Slash Fees to Win Over Millennials, Underbanked
Nixing products with overdraft fees, promoting rewards programs and marketing share certificates are central to expanding market share among several key demographic groups, according to a new study by data-analytics software firm Saylent.
“What financial institutions can glean from this research is that the large underbanked and millennial markets present a substantial opportunity for customer growth and revenues,” Saylent President and CEO Tyson Nargassans (pictured) said.
“In addition, banks and credit unions that differentiate and package products for different audiences, including incentives and rewards for specific behaviors, as well as optimize for the mobile channel, will drive adoption, more effectively serve customer needs and bolster satisfaction and loyalty.”
Among other things, the report highlights one of the industry’s great ironies: 78% of all respondents said branch location is important or extremely important, yet only 13% said the branch is their primary channel for managing their money.
That’s a big reason mobile is the future, and millennials are leading the way, according to the study.
At 75.3 million, millennials are the largest cohort of Americans in history, and they’re three times more likely than mass affluent, mass market or underbanked consumers to say mobile is their preferred banking channel, the study found.
Tweaking pricing structures can also create a competitive advantage in that demographic, because 56% of millennials said they would leave their current bank for an account that didn’t automatically pay overdraft items for a fee, according to the study.
Customization is also a way to win with millennials, the study found.
“One of the many missteps financial institutions have made over the past few years with millennials has been assuming that one-size-fits-all products and services meet their needs because the consumer conveniently fits into an age range,” the report said. “Offering a specific lifestyle account for each of these consumers is not always an option, so using tools that allow for consumers to self-select features and benefits that are meaningful to them creates competitive differentiation.”
The unbanked and underbanked
Similar to millennials, more than half (54%) of unbanked and underbanked consumers, which the FDIC defines as those who have used an alternative financial service product such as a payday loan, auto title loan or check casher in the last year, said they’d switch from those service providers to a financial institution that offered a product with no overdraft fees. About a quarter said they’d pay $10-$20 a month for an account like that.
“While institutions have seemingly addressed millennials to some extent, they have basically sacrificed the underbanked market to alternative providers of financial services,” the report said.
About 28% of U.S. households – 24.8 million – are underbanked, according to the FDIC, and 7.7%, or 9.6 million, are unbanked.
Mass market consumers
This demographic, defined as people who have $1,000 to $100,000 in investable assets, are all about rewards: 70% said they would enroll in eStatements to get a cash reward or a better interest rate and 74% said they’d enroll in direct deposit, according to the study.
“Interestingly, a small but solid 30% of mass market consumers would stop using branches to receive rewards on their checking account like ATM refunds, above-market interest rates and cash rewards.
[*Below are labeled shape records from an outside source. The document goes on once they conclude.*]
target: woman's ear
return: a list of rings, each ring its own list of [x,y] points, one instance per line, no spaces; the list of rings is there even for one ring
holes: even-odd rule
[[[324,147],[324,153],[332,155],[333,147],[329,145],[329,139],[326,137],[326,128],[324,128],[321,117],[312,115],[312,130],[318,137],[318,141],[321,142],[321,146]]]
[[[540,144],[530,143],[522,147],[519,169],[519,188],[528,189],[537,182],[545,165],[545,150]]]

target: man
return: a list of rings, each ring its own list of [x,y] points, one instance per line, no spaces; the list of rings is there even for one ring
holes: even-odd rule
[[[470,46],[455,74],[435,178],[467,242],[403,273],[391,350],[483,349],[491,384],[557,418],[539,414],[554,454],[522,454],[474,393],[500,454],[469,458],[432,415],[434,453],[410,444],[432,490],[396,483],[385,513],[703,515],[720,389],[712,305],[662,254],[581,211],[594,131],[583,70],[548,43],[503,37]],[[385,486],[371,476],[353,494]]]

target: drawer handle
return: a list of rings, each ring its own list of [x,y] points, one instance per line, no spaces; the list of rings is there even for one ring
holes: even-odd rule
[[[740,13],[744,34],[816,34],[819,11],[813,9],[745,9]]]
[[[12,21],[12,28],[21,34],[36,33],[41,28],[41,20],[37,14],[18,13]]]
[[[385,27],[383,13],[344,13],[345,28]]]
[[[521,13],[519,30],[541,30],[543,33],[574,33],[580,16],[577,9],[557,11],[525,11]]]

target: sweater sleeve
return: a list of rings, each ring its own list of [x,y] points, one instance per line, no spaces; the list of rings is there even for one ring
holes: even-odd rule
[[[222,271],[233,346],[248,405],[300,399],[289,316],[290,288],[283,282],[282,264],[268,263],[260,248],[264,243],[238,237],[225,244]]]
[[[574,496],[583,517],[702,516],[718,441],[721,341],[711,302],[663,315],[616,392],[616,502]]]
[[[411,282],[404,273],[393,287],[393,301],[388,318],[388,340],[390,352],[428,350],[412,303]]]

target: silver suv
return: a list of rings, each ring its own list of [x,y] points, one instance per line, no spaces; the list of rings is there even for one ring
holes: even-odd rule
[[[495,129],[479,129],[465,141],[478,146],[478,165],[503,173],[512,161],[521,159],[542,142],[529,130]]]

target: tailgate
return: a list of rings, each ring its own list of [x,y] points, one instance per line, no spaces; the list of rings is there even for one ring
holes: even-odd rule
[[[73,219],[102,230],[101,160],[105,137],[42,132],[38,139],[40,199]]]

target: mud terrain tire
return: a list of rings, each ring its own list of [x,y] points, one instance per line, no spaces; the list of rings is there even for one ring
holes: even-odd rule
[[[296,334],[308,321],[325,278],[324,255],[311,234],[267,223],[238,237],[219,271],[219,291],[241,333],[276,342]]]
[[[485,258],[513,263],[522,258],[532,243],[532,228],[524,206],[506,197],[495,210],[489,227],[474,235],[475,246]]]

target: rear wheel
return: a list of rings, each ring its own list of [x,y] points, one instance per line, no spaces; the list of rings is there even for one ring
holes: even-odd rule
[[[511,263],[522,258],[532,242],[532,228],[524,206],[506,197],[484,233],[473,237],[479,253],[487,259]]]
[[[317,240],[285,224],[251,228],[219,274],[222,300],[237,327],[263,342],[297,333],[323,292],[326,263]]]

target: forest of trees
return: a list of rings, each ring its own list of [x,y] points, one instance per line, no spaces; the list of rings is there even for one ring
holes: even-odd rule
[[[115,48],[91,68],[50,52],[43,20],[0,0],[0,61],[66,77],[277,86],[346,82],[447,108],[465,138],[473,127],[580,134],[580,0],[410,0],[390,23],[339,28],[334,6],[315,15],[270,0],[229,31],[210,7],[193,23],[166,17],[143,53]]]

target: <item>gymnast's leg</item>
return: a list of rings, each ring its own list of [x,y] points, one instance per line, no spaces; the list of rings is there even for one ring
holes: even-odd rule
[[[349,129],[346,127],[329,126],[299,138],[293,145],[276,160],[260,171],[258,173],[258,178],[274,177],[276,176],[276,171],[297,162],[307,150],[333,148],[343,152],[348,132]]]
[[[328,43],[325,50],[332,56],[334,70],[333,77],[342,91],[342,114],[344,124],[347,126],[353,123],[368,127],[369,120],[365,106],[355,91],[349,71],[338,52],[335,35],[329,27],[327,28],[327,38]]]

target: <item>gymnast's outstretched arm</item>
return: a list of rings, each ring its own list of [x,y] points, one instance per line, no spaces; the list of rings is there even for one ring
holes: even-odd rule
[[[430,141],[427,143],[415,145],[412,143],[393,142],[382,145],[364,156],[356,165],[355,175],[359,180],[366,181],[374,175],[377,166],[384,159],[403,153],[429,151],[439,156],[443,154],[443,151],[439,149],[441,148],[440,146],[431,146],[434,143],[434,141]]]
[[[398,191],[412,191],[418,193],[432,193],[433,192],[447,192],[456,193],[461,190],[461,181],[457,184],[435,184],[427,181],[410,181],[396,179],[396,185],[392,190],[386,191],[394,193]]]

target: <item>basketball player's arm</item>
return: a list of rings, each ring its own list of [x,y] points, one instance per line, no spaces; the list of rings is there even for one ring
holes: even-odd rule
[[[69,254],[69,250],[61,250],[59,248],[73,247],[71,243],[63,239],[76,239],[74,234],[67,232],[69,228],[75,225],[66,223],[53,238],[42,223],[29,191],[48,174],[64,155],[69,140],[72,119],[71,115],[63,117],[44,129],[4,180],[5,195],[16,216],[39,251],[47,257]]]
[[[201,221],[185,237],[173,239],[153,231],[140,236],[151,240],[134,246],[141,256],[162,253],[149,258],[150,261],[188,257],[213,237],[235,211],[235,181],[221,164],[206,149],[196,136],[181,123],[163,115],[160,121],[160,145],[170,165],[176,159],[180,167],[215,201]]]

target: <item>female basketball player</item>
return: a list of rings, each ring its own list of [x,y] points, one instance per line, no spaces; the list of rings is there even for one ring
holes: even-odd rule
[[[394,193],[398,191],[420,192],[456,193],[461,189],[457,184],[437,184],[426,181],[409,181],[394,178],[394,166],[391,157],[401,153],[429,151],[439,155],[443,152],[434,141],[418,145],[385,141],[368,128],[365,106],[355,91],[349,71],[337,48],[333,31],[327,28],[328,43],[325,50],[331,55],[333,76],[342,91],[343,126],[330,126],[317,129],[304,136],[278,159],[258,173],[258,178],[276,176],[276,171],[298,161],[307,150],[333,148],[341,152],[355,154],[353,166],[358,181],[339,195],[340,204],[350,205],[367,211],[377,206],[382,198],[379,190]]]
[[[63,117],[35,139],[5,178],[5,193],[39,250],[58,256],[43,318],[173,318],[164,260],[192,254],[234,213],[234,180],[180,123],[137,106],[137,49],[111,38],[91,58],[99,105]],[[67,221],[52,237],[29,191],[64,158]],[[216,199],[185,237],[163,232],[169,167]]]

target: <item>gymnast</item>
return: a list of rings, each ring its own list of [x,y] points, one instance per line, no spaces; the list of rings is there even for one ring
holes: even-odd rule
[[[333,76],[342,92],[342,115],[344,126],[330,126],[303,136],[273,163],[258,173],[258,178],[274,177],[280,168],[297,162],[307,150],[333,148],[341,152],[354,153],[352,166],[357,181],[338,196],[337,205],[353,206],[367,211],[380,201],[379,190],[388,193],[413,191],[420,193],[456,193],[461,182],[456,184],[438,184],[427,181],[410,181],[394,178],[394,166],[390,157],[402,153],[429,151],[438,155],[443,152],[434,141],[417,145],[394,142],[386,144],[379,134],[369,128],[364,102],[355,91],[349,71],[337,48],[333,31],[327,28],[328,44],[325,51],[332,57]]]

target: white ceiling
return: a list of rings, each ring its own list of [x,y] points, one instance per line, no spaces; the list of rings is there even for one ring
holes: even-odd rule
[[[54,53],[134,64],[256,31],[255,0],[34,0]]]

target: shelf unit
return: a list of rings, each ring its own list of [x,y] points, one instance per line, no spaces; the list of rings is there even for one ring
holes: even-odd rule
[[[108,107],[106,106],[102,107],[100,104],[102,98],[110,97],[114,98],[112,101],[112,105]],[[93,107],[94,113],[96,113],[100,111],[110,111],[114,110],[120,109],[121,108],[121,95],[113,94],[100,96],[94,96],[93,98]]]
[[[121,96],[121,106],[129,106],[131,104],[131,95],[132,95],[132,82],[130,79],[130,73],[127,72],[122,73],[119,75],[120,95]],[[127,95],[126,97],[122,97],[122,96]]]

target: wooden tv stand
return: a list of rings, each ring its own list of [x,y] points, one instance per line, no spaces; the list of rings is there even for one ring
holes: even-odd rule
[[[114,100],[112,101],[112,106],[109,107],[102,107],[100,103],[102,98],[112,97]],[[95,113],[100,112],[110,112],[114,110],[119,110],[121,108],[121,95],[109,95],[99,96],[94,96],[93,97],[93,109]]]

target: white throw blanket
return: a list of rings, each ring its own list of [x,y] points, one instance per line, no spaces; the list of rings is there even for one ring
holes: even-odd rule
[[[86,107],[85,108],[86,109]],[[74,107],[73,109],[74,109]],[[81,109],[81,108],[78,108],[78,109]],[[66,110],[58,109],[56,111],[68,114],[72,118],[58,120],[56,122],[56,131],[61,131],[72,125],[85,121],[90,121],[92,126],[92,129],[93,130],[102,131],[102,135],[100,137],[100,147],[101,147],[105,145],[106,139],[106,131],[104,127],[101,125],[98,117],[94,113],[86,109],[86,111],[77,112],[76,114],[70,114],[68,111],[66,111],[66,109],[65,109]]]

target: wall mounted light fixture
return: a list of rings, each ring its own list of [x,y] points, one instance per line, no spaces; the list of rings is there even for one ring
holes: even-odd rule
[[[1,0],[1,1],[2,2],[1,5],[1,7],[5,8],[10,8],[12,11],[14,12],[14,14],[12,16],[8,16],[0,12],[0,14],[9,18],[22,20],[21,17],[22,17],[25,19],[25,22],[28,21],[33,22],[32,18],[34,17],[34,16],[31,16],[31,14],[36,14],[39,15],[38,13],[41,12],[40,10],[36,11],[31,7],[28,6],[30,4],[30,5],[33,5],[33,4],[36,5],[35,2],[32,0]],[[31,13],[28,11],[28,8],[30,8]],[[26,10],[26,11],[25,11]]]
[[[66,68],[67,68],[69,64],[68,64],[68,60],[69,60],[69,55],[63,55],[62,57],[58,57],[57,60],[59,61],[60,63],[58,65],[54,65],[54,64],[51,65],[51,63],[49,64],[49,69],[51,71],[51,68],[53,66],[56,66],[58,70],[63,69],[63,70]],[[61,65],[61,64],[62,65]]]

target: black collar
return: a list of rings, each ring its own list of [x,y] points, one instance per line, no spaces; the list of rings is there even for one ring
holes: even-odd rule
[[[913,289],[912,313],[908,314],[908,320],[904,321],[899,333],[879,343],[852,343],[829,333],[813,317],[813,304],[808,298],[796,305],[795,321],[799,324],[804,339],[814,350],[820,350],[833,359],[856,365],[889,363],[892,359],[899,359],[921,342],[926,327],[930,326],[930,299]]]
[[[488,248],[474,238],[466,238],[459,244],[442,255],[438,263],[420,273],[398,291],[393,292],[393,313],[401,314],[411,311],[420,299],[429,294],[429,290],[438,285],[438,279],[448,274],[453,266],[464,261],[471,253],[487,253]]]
This, again, reflects the variance in how mass market consumers choose to bank,” the report said.
“For the mass consumer market, contextual pricing strategies allow consumers to self-select rewards and fees, giving clients control of their banking relationship. Pricing based on behavior allows banks to maximize their accounts’ consumer appeal while operating within guiderails to maximize profitability,” it added.
The mass affluent
Rising rates could be a big opportunity to attract more mass affluent consumers, which have at least $100,000 of investable assets, according to the study. They prefer term-deposit products, the study found, and half said they’ll be shopping for a CD in the next six to 12 months.
“Given this segment’s preference for time deposits and high relative balance, implementing a product which is priced based on the profitability of a customer’s relationship would help drive cross-sell and deeper share of wallet,” the study said.
The survey of 1,200 consumers and 400 small businesses took place in late Q4 2014. Saylent is headquartered in Franklin, Mass.